Composing Compression and Encryption

Encryption is counterproductive for compression if the two features aren't used together correctly. Generally, you want to compress first and then encrypt. This is the order that naturally happens when you compress at the encoding level and encrypt at the transport level. You tend to get disadvantageous results if you encrypt first and then compress. This order can happen when you encrypt early on, such as when you use message security with transport compression, or if you attempt to apply compression from outside the system after encryption has already taken place.

If you think about how a typical lossless compression method works, it is exploiting repeatability or non-randomness in the uncompressed content. Completely random content will tend to compress very poorly, possibly even growing in size, because there is no statistical redundancy to eliminate. On the other hand, completely predictable content will tend to compress very well. Text and many kinds of binary content that are not already compressed tend to at least be somewhat predictable.
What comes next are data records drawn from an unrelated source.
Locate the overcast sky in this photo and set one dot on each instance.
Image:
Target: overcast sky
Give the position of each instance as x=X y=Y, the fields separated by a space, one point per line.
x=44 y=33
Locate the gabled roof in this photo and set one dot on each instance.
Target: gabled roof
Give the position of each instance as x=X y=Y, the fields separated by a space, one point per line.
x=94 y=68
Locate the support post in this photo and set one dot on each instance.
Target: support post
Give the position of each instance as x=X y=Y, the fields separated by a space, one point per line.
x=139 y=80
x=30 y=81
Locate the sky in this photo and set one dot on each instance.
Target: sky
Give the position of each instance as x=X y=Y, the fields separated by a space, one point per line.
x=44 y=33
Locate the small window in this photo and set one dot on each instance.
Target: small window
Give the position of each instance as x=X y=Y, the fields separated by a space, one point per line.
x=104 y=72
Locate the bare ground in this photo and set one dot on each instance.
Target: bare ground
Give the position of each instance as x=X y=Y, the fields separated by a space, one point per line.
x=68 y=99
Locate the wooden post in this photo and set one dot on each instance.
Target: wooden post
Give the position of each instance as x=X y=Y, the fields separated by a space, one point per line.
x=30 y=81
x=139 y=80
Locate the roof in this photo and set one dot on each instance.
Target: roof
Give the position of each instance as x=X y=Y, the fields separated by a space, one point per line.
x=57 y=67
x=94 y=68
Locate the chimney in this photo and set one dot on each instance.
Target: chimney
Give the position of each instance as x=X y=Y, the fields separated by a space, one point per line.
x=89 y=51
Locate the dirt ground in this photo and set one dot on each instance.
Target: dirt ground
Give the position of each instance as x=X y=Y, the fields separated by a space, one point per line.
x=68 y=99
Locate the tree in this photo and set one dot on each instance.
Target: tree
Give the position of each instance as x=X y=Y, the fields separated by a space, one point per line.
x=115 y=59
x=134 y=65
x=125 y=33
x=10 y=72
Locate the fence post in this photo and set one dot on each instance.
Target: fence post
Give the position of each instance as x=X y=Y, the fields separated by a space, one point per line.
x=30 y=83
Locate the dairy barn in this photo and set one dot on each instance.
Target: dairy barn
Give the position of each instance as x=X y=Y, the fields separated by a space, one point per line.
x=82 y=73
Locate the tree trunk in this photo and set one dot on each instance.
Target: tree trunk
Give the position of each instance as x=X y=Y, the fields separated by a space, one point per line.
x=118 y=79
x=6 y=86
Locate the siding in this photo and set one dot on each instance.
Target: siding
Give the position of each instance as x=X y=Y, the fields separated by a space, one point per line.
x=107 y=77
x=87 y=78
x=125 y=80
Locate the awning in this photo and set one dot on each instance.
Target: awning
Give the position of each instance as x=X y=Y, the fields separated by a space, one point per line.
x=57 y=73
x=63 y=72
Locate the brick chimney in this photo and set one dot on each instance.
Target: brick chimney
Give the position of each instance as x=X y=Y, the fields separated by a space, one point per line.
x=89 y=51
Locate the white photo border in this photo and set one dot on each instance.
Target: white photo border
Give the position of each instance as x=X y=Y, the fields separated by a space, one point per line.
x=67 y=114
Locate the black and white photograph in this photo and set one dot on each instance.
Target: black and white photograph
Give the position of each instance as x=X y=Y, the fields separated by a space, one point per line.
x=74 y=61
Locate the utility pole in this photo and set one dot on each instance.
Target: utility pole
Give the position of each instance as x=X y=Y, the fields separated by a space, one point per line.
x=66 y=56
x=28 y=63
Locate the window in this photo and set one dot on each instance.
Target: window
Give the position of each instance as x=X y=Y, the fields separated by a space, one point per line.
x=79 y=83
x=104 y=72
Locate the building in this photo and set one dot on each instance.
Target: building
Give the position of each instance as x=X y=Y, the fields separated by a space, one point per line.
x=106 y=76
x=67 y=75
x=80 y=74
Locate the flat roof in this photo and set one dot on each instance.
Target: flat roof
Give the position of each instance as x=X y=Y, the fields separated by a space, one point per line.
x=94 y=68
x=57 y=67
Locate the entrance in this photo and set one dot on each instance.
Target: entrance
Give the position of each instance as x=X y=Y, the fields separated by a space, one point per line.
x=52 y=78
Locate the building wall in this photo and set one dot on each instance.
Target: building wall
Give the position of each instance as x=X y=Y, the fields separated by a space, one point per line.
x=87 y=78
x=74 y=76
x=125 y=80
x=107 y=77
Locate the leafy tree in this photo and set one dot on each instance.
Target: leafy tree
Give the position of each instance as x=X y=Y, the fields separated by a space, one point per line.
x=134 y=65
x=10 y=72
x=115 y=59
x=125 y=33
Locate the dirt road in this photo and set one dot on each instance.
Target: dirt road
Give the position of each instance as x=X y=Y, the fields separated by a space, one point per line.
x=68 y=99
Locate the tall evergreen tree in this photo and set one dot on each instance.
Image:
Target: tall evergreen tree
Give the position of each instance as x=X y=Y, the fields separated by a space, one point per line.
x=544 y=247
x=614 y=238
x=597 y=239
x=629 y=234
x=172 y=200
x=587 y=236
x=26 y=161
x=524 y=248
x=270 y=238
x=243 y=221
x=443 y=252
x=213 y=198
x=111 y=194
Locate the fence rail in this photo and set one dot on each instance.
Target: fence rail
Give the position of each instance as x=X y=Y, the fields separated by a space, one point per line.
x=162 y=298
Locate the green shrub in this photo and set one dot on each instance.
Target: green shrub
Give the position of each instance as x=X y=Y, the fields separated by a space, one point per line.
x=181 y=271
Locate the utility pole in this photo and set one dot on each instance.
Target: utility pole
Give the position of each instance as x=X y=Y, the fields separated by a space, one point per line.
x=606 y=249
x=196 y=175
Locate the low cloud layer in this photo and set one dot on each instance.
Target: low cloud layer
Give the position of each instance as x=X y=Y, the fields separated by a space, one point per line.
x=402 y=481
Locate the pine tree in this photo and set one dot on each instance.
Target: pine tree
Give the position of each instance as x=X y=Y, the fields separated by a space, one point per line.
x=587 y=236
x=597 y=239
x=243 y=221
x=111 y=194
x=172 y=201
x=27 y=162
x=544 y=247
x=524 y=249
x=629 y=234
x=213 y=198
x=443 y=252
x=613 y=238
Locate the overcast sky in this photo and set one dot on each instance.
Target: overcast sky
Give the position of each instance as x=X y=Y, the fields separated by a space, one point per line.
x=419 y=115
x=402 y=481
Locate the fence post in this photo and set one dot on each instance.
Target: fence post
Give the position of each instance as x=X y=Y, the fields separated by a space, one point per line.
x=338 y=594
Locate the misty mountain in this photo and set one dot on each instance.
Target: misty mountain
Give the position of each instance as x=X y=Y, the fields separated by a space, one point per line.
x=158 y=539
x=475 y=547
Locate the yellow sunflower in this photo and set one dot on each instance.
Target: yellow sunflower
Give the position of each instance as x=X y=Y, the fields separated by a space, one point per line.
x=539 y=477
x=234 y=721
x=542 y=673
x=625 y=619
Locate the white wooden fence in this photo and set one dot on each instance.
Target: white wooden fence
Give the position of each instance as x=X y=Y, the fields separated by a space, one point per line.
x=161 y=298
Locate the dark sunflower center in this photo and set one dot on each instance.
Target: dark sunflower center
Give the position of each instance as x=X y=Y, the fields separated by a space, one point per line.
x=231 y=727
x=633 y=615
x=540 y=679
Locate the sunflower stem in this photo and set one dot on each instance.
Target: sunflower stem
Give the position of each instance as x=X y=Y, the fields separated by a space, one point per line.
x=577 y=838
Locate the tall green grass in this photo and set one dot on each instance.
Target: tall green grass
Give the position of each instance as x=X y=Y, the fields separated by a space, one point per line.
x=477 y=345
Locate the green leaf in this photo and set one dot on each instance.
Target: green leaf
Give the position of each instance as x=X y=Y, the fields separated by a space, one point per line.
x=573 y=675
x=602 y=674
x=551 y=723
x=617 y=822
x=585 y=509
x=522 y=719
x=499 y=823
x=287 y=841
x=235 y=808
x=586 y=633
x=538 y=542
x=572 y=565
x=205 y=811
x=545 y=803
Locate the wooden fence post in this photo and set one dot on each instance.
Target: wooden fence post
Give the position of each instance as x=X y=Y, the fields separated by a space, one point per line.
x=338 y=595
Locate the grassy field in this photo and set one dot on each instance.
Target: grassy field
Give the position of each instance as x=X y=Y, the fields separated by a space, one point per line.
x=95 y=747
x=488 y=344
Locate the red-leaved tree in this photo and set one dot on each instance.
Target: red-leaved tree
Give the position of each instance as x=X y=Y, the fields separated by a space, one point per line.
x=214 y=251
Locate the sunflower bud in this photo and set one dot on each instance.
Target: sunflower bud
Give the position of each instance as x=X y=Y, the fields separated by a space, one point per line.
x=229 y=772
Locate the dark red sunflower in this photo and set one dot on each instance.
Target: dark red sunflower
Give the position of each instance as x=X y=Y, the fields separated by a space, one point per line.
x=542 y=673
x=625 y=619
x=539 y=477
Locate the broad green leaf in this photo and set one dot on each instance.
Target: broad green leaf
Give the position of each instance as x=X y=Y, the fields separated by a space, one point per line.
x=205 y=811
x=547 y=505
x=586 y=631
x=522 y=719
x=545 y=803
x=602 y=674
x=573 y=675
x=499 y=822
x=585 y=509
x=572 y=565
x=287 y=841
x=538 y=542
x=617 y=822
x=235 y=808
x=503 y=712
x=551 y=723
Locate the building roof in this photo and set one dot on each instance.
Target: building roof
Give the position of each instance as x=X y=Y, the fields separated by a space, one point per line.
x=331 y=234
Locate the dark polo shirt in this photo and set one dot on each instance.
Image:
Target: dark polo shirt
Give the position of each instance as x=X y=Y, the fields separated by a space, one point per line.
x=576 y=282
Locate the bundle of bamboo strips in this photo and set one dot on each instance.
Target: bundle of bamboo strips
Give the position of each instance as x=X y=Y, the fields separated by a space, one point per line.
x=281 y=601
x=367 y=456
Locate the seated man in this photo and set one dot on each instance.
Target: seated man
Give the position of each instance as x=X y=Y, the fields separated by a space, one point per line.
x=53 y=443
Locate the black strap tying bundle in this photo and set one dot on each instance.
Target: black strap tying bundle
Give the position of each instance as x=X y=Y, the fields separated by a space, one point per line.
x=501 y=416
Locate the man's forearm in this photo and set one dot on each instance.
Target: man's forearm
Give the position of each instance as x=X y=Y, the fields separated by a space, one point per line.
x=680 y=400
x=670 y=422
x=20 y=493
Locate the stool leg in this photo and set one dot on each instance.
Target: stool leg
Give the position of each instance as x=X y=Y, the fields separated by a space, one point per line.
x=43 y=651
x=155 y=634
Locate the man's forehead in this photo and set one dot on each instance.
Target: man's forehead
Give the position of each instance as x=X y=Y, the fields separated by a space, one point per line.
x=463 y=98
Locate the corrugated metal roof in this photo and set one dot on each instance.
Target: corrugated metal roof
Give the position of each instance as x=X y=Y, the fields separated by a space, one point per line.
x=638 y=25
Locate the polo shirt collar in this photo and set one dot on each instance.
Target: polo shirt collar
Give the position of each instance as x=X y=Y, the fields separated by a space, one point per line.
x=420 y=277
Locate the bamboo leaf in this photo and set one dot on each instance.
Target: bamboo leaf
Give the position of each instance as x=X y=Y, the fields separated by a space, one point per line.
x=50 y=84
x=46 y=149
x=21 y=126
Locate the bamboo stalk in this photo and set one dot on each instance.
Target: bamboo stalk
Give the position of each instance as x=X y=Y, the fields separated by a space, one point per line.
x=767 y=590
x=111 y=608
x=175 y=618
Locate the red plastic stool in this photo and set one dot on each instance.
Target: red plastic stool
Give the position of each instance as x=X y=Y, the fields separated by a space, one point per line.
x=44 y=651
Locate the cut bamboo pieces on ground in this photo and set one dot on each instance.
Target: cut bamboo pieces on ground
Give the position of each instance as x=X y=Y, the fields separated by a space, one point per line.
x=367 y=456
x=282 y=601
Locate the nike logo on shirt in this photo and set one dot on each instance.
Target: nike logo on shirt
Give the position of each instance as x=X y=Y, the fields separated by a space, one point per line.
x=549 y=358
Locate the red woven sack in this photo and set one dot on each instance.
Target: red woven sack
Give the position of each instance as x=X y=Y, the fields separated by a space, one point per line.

Most secure encryption mechanisms will transform content such that the result is very close to being random. Statistical tendencies in the resulting encryption output could be a way to attack the encryption mechanism, possibly revealing the original content or even the secrets used for encryption. Therefore, the encrypted output tends to be more random than the original content. If the original content was fairly predictable, then this can cause a significant decline in compression effectiveness. This makes encrypted content a poor candidate for compression.